Deficiency Of Service Was Clearly Established
The bench comprising Justice DY Chandrachud and Justice Hemant Gupta observed: "It appears from his letter dated 15 April, 2009 that the Branch Manager of LIC had already received a decision to complete the proposal with extra premium. Admittedly, even the extra premium of Rs.10,000 was paid by the appellant as part of his payment of Rs.1,75, 000. The remaining formalities that were required to be observed 8 were to be fulfilled by the Development Officer and not by the appellant. LIC retained the moneys of the appellant for a period of nearly five years. No effort was made to refund the moneys. In this view of the matter, a deficiency of service was clearly established."

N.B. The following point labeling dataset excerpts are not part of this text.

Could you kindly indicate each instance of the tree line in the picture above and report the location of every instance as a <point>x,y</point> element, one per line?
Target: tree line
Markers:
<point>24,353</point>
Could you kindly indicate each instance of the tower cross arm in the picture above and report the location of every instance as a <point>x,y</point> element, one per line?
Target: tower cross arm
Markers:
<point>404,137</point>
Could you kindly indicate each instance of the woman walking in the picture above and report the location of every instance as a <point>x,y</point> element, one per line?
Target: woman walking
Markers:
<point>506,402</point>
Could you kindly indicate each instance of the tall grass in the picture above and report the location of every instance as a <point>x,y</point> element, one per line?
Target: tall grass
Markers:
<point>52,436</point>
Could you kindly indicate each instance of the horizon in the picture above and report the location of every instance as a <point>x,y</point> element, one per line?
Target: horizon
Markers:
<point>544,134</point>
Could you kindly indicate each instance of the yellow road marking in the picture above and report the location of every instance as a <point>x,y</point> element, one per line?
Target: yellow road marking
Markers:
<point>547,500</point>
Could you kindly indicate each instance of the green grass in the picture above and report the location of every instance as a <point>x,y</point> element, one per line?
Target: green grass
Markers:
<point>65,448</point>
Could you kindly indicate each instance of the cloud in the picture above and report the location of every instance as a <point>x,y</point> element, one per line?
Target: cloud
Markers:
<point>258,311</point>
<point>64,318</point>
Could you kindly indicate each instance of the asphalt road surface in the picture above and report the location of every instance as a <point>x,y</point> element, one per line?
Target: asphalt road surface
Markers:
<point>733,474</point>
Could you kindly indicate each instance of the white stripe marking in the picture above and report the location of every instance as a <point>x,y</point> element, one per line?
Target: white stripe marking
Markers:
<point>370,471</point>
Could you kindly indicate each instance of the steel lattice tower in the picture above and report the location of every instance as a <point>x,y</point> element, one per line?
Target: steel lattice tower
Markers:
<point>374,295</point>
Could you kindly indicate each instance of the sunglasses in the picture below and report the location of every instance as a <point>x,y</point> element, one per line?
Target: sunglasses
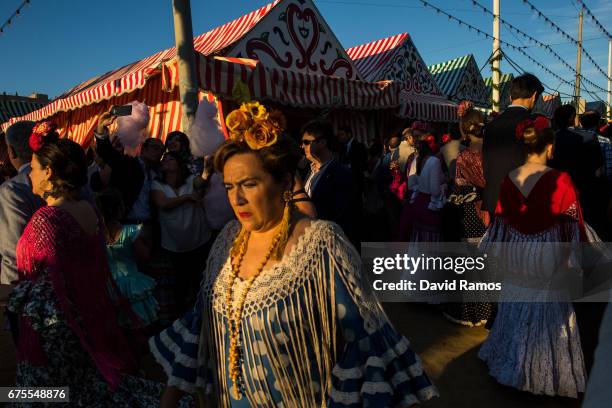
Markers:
<point>306,142</point>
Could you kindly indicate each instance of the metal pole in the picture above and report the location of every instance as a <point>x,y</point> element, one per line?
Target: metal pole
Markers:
<point>188,86</point>
<point>496,77</point>
<point>578,62</point>
<point>609,76</point>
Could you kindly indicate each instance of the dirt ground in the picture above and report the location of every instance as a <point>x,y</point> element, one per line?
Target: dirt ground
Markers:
<point>449,354</point>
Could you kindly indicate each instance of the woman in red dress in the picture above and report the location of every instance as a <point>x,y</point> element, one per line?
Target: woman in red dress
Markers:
<point>68,325</point>
<point>535,346</point>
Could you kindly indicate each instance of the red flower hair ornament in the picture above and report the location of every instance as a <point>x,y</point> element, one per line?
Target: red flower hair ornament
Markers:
<point>43,132</point>
<point>431,142</point>
<point>539,124</point>
<point>464,107</point>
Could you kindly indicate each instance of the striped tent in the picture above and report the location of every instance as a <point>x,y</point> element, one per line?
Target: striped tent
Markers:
<point>293,58</point>
<point>11,107</point>
<point>460,79</point>
<point>504,97</point>
<point>547,104</point>
<point>396,58</point>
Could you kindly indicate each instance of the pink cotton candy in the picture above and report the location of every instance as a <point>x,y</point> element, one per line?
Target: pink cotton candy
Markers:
<point>205,134</point>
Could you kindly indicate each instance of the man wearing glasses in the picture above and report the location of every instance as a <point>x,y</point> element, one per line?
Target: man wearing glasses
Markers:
<point>329,184</point>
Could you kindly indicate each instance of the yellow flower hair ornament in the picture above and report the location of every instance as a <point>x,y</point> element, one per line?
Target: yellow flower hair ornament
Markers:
<point>254,125</point>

Modifying the National Commission order, the bench said: "The plan in question was not exclusively an insurance based product. By being linked to the equity market, it had an investment element. LIC held on to the moneys of the appellant wrongfully for five years. Its omission to refund has deprived the appellant of the use of his moneys. Hence, a mere direction for the payment of interest on the principal sum will not provide sufficient redress."
While disposing of the appeal, the bench ordered: "In our view, the ends of justice would be met, if the direction, which has been issued by the National Commission, is modified and an additional amount of Rs.2,00,000 is directed to be paid towards all the claims, demands and outstandings, including litigation expenses."